South Africans who made the list this year are: Nicky Oppenheimer ($7.7bn, about R91.7bn), Johann Rupert ($7bn), Koos Bekker ($2.6bn), Patrice Motsepe ($2.4bn) and Stephen Saad ($1.2bn).
Egypt has six people on the list.
Nigeria has three: Aliko Dangote ($14.1bn), Mike Adenuga ($5.3bn) and Folorunsho Alakija ($1.5 bn). Alakija is one of the world’s richest black women. Angola’s Isabel dos Santos, the daughter of the country’s former president, appears on the list with wealth of $2.6bn.
Also on the list from Africa are Swaziland’s retail and property businessman Nathan Kirsh ($4.3bn), Tanzania’s Mohammed Dewji ($1.5bn) and Zimbabwean telecommunications mogul Strive Masiyiwa ($1.4bn).
South African billionaire Christo Wiese fell off the billionaires’ list.
Forbes said Wiese’s net worth was $5.6bn last year, when he was South Africa’s third-wealthiest person. This year, his net worth dropped to $600 million following the collapse of retailer Steinhoff’s share price in December. Prior to the revelations about the so-called accounting irregularities at the company, Wiese had a 21% stake in Steinhoff International. By last month, he had cut that position to 6%.
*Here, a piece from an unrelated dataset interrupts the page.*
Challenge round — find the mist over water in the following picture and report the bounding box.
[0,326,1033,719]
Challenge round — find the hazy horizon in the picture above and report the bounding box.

On its 2018 list, Forbes has 2 208 billionaires from 72 countries and territories with a total net worth of $9.1 trillion, up 18% since last year. Their average net worth is a record $4.1bn.
Americans lead the way with 585 billionaires, followed by mainland China with 373.
Centi-billionaire Jeff Bezos secures the list’s top spot for the first time, becoming the only person to appear in Forbes’ ranks with a 12-figure fortune.
His fortune increased by more than $39bn, the list’s biggest one-year gain ever. He moves ahead of Bill Gates, who is now number two. It is the biggest gap between first and second place since 2001.
There are 259 newcomers, including the first cryptocurrency billionaires.